"What's the matter, dear?" said auntie, who was sitting next him, "is your tea too hot? Has it scalded your poor little mouth?"
She said it in a low voice. She was so kind and "understanding," she knew Carrots would not have liked everybody round the table to begin noticing him, and as she looked at him more closely, she saw that the tears in his eyes were those of distress, not of "scalding."
"No, thank you," said Carrots, looking up in auntie's face in his perplexity; "it isn't that. My tea is werry good, but it's got sugar in."
"And you don't like sugar? Poor old man! Never mind, Cecil will give you another cup. You're not like Sybil in your tastes," said auntie, kindly, and she turned to ask Cecil for some sugarless tea for her little brother.
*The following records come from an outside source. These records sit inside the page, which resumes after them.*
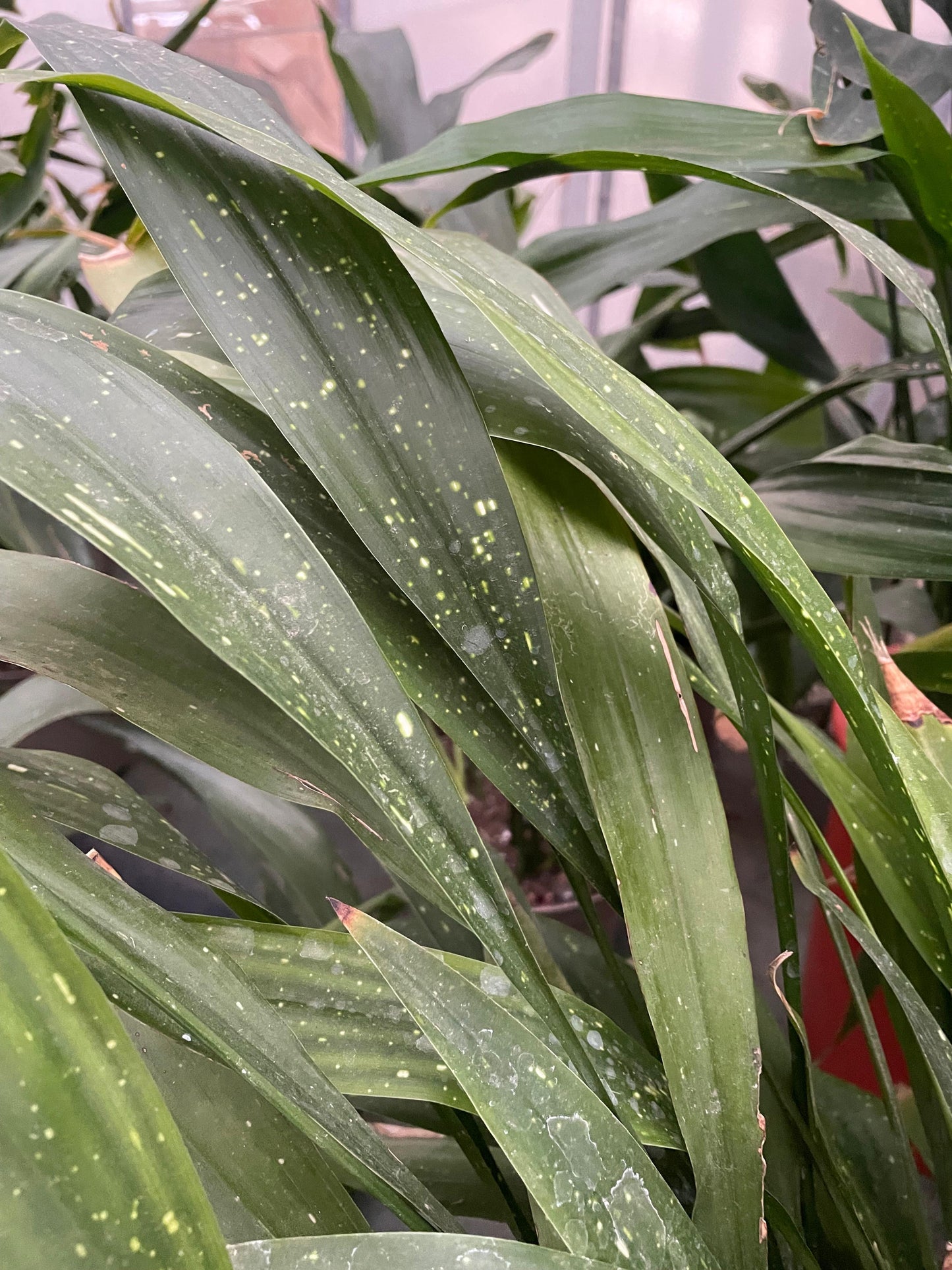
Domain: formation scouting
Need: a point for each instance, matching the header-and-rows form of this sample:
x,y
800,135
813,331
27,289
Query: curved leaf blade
x,y
196,526
346,1016
589,1176
211,1001
83,797
347,360
646,763
92,1163
268,1165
"No, no, auntie. Oh, please don't," whispered Carrots, his trouble increasing, and pulling hard at his aunt's sleeve as he spoke, "I do like sugar werry much—it isn't that. But mamma said I was never, never to take nucken that wasn't mine, and sugar won't be mine for two weeks more, nurse says."
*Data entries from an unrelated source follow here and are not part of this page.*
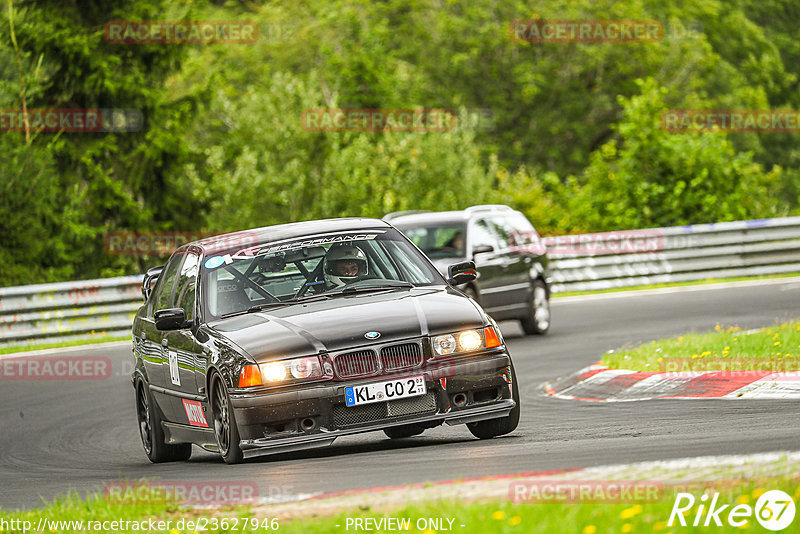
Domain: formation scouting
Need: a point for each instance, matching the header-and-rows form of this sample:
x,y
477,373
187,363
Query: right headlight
x,y
465,341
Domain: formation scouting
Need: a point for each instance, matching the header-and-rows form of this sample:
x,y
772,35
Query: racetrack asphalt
x,y
58,436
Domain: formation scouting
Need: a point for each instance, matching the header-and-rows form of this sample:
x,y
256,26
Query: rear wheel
x,y
491,428
405,431
537,318
225,428
152,434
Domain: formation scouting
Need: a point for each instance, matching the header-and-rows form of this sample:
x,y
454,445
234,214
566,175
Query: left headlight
x,y
466,341
280,371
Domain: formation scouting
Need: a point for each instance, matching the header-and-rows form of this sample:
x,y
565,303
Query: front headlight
x,y
465,341
280,371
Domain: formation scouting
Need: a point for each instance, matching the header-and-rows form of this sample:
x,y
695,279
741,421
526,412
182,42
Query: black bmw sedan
x,y
287,337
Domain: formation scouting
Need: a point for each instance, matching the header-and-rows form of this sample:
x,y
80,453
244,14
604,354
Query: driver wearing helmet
x,y
344,265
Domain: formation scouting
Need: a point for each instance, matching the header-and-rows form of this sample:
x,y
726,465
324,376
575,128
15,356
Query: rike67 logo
x,y
774,510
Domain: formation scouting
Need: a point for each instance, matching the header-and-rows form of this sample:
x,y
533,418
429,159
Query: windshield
x,y
315,266
439,241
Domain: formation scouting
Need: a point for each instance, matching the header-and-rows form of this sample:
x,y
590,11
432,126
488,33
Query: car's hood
x,y
342,322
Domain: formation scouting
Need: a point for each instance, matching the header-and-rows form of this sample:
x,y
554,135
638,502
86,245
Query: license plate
x,y
401,388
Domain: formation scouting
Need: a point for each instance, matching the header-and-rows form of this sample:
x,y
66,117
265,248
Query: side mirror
x,y
171,319
481,249
461,273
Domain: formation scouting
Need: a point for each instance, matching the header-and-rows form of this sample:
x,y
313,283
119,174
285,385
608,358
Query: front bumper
x,y
476,388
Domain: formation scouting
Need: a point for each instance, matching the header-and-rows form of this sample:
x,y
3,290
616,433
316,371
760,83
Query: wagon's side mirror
x,y
461,273
482,249
171,319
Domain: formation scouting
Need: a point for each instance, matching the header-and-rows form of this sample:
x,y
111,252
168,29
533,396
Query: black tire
x,y
491,428
225,428
537,318
152,434
405,431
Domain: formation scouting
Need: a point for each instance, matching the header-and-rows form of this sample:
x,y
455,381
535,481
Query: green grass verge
x,y
675,284
495,516
60,344
775,348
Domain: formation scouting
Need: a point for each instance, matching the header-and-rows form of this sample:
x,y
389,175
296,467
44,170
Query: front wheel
x,y
225,428
537,318
152,434
491,428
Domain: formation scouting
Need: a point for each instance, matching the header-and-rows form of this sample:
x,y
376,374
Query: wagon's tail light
x,y
491,337
250,376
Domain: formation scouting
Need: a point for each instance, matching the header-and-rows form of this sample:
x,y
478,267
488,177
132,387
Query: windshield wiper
x,y
370,288
256,308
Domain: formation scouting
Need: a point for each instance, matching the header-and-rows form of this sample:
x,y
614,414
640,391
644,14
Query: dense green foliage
x,y
573,135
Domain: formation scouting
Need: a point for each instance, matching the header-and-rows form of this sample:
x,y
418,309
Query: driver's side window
x,y
186,286
482,235
166,283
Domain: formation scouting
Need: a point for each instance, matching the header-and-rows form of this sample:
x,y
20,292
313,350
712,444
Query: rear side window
x,y
505,231
523,231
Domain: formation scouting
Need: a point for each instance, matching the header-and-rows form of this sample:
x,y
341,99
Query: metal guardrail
x,y
685,253
99,308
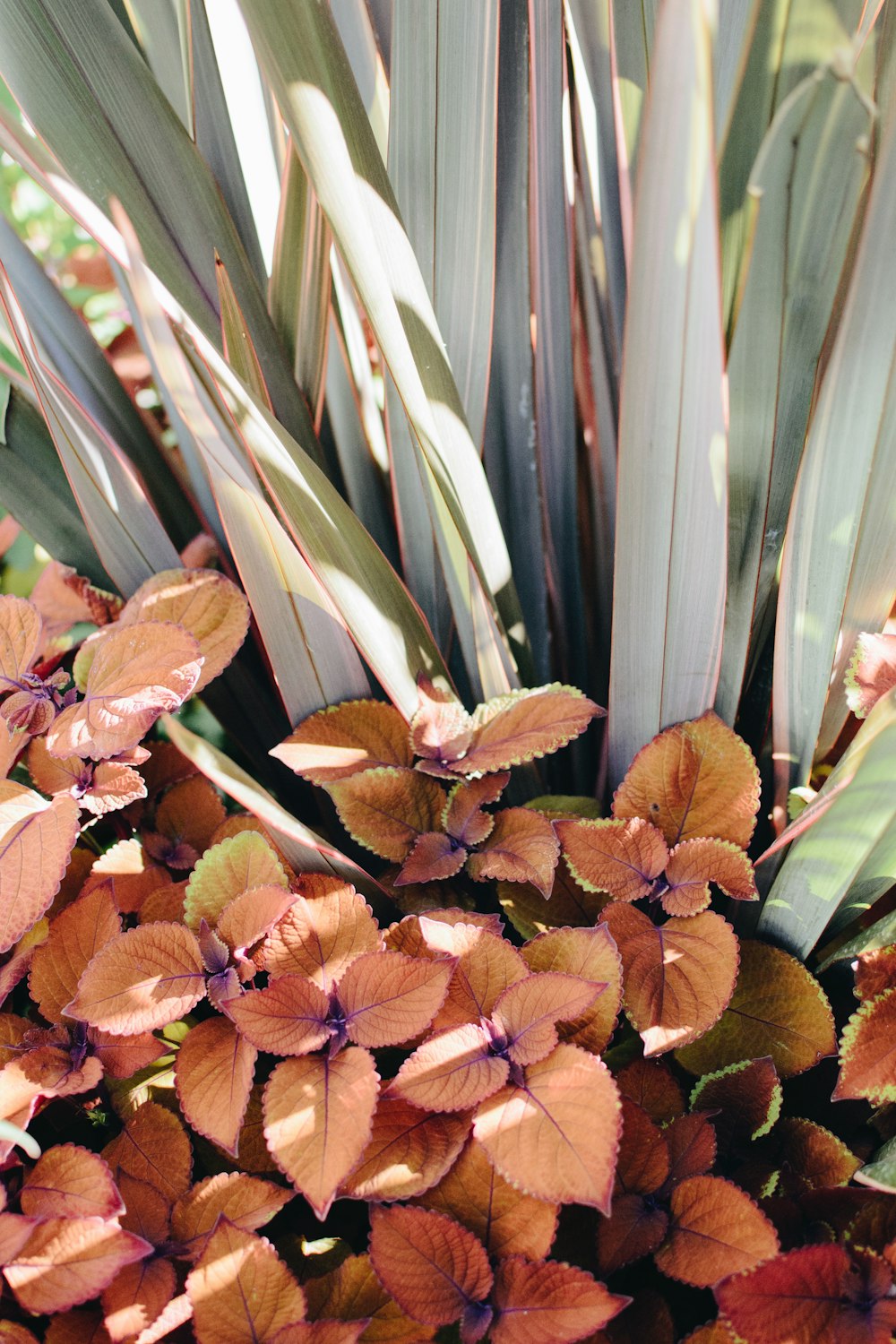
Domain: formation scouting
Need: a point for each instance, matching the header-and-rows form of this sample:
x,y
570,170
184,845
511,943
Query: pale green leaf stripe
x,y
308,70
849,854
131,542
805,188
840,551
672,496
Auntie stared at her little nephew in blank bewilderment. What did he mean? Even her quick wits were quite at fault.
"What do you mean, my dear little boy?" she said.
Suddenly a new complication struck poor Carrots.
"Oh!" he exclaimed, "it's a secret, it's a secret, and I'm telling it," and he burst into tears.
It was impossible now to hide his trouble. Everybody began to cross-question him.